Nessa discussão toda, seria fácil pra mim fazer um final feliz, dizendo que a feiúra ou deficiência está apenas no seu coração nos olhos de quem vê, e que toda implicância com alguma fonte deixaria de existir com um pouco mais de estudo, ou mais foco nas coisas que realmente importam na tipografia e no design gráfico. Claro que tudo tem seu contexto e adequação: existem fontes melhores para certas situações, piores para outras, coisa que os primeiros capítulos de qualquer livro de tipografia explica bem. Existem também as pessoas de quem é justo você exigir esse tipo de conhecimento, e as pessoas pra quem você parecerá apenas esnobe.
Se você ainda quiser pensar nisso, pense, por exemplo, que a Comic Sans não é fonte padrão de nenhum aplicativo. Em todo caso que foi usada, de forma adequada ou não, foi porque alguém se importava de verdade com as roupas que as letras vestem. Isso diz muito sobre a importância dos tipógrafos para o mundo, e não digo isso em demérito à Comic Sans: há mais pensamento tipográfico num aviso de escritório escrito em Comic Sans pelo auxiliar de RH do que nos argumentos raivosos para seu banimento sumário.
Recomendações:
🎧 Podcast: Ohno Radio #1 [em inglês], o primeiro episódio do podcast da Ohno Type Company comentando sobre os problemas do perfeccionismo na tipografia e no design gráfico.
🎥 Vídeo: Typography Monthly 2 — New 2021 Microsoft Office Fonts [em inglês], uma gravação de live do Typography.Guru sobre as fontes das versões vindouras do Microsoft Office.
🔗 Link: I’m Comic Sans, asshole., trabalho de Paula Cruz com texto de Mike Lacher, apologético à Comic Sans.

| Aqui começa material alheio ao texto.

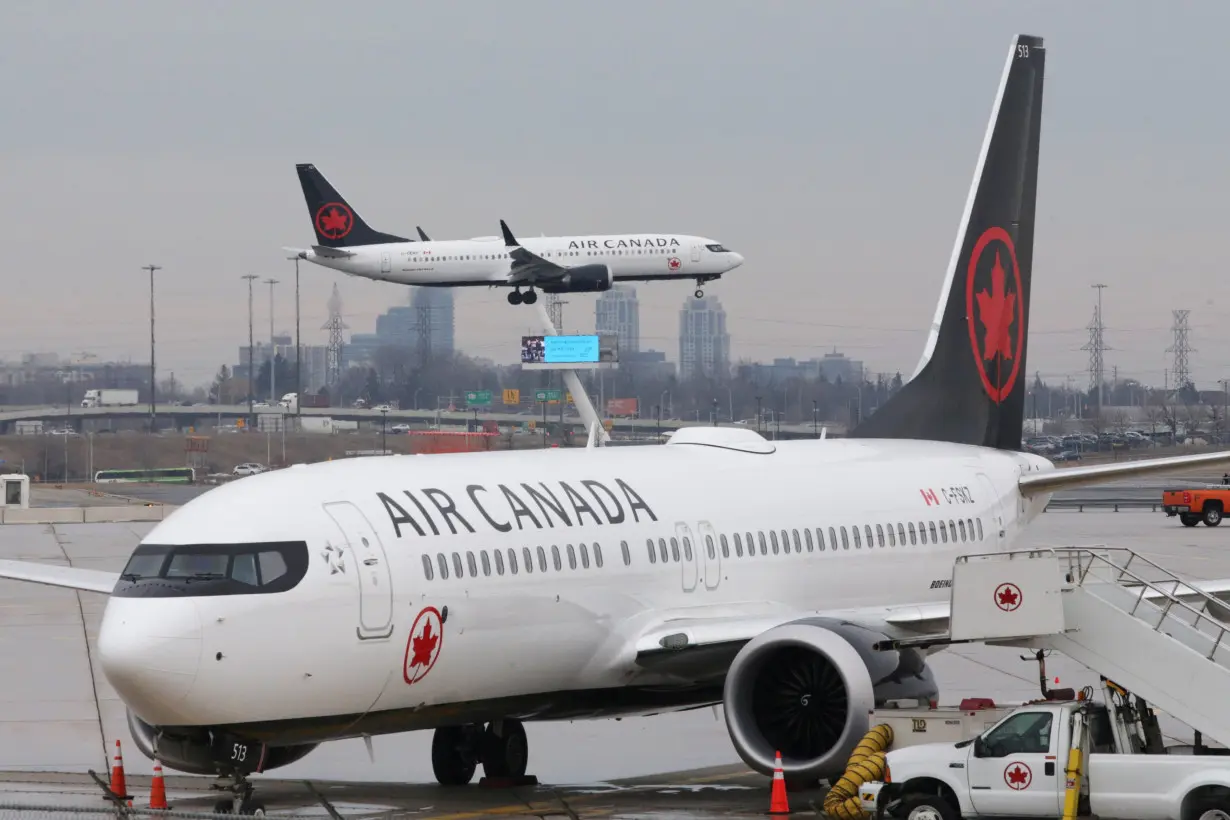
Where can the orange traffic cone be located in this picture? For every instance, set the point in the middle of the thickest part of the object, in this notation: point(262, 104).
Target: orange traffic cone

🇧🇷 Fonte brazuca: Tenacious Brush, de Ricardo Marcin e Erica Jung.
Errata:
Na edição passada, eu comentei sobre a prisão de Georges Claude como colaboracionista, mas a frase ficou incompleta. Ele foi condenado a prisão após a liberação de Paris e a capitulação de Berlim no fim da segunda guerra mundial.
Nota do editor:
Algo mais-ou-menos semelhante ao assunto dessa edição de hoje: há duas semanas estreou “Loki” no serviço de streaming da Disney. Quando a série foi anunciada, sua marca foi tomada para cristo por causa da composição de letras de estilos muito distintos entre si, antes mesmo que existisse qualquer sinopse da série. Aconteceu o backlash de sempre: troça, galhofa, piadas, propostas “melhores” e outras reações típicas.
A série estreou, e a “bagunça” que atribuíram ao resultado estético da marca mostrou-se coerente com aspectos da história que a série apresenta, e isso é tudo que eu posso falar sem dar spoiler. Como tudo da Marvel, não é nada que mude o mundo, mas tem sido legal para expiar o cansaço mental desses tempos ruins.
Isso lembra o que o Johnny Brito fala sobre essas situações: é muito fácil criticar um JPG. É tão simples que é impossível acertar uma crítica só por isso. Analisar marcas apropriadamente é uma brincadeira tão séria que pouca gente faz bem, e fazer isso bem significa ver mais do que uma imagem solta representa em termos de apenas bonito ou feio.